Dr Hilary Jones has criticised the government’s decision to put an 11-day wait on making masks compulsory in shops.
It was announced at the start of the week that the whole of the UK must wear masks in shops and enclosed spaces to try and prevent the spread of coronavirus.
Under the new rules, anyone who is caught ignoring this could face a £100 fine.
But with the changes not coming into force until 24 July, Dr Hilary has said it makes ‘no logistical sense’ to wait.
Speaking on Tuesday’s Good Morning Britain, Dr Hilary asked Ben Shephard and Kate Garraway: “Why don’t we do it now? 11 days’ time doesn’t make any logical sense.
“If we’re going to use face coverings in the shops, do it now, while the virus is still fairly prevalent. Why wait 11 days?”
He went on: “So, 11 days’ time – it’s better than nothing, but it should be done now.”
Defending the government, Ben said: “Well they argue that we can’t just drop this on everybody.
“We can’t just drop this on shops, we’ve got to give them enough time to get stocks in, just in case people turn up, because they don’t want to turn away their customers who haven’t been able to come to the shops, because they haven’t got a face mask.”
Dr Hilary then explained: “Well, remember we’re not talking about [masks], we’re talking face coverings, which are easy to manufacture.
“Anybody can produce a face covering within a few moments of leaving before they leave home.

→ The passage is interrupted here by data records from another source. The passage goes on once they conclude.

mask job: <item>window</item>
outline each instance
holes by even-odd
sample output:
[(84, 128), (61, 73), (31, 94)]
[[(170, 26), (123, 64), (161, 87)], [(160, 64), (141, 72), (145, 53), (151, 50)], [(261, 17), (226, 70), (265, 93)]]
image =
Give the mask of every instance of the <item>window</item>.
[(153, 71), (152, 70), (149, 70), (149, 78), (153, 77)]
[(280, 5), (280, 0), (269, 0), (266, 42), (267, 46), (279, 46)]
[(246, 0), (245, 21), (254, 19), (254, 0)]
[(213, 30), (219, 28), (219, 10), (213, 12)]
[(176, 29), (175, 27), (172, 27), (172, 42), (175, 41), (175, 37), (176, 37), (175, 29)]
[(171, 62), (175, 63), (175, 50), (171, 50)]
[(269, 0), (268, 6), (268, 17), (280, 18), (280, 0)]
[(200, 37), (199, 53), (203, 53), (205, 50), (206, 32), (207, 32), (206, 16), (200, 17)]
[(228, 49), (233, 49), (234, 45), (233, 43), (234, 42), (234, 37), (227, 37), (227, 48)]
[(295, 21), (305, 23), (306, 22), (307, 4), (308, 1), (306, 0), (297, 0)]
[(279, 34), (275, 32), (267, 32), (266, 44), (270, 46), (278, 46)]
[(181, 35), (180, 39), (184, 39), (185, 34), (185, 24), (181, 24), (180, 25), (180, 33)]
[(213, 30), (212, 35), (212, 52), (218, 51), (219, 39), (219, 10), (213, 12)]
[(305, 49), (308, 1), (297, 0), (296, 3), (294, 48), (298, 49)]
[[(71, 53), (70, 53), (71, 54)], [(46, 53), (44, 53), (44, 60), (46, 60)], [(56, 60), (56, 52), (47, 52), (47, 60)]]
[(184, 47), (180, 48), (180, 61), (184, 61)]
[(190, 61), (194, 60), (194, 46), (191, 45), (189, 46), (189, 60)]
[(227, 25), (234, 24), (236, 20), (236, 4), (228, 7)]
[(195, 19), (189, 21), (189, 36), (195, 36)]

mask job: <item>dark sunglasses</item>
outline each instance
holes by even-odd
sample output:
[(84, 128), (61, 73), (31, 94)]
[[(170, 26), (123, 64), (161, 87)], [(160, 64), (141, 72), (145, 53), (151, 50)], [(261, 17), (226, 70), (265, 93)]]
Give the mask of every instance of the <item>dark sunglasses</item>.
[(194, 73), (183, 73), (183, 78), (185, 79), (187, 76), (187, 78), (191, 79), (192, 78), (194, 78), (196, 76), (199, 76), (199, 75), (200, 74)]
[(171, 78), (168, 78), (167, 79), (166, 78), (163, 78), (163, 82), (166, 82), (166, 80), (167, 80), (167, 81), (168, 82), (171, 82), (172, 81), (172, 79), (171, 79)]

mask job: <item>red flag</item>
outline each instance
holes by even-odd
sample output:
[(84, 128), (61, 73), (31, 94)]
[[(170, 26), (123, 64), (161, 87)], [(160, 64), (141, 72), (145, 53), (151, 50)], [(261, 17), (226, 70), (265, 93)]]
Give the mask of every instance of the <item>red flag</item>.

It’s a bandana, it’s a scarf, it’s something simply made.
“It isn’t rocket science and actually we really need to approach doing this more because, simply because, people aren’t socially distancing.”
First Minister of Scotland Nicola Sturgeon started enforcing the new rule on July 10, while England will be bringing in the new policy in just over a week.
Children aged 11 and under are not required to wear face coverings, as well as people with certain disabilities.
Dr Hilary went on to explain why it was so necessary to bring in the rules.
“There’s growing evidence, 200 scientists wrote to the World Health Organisation that we believe this virus could be airborne, rather than aerosol transmission,” he said.
“And therefore it lingers in the air for much longer than we previously thought.”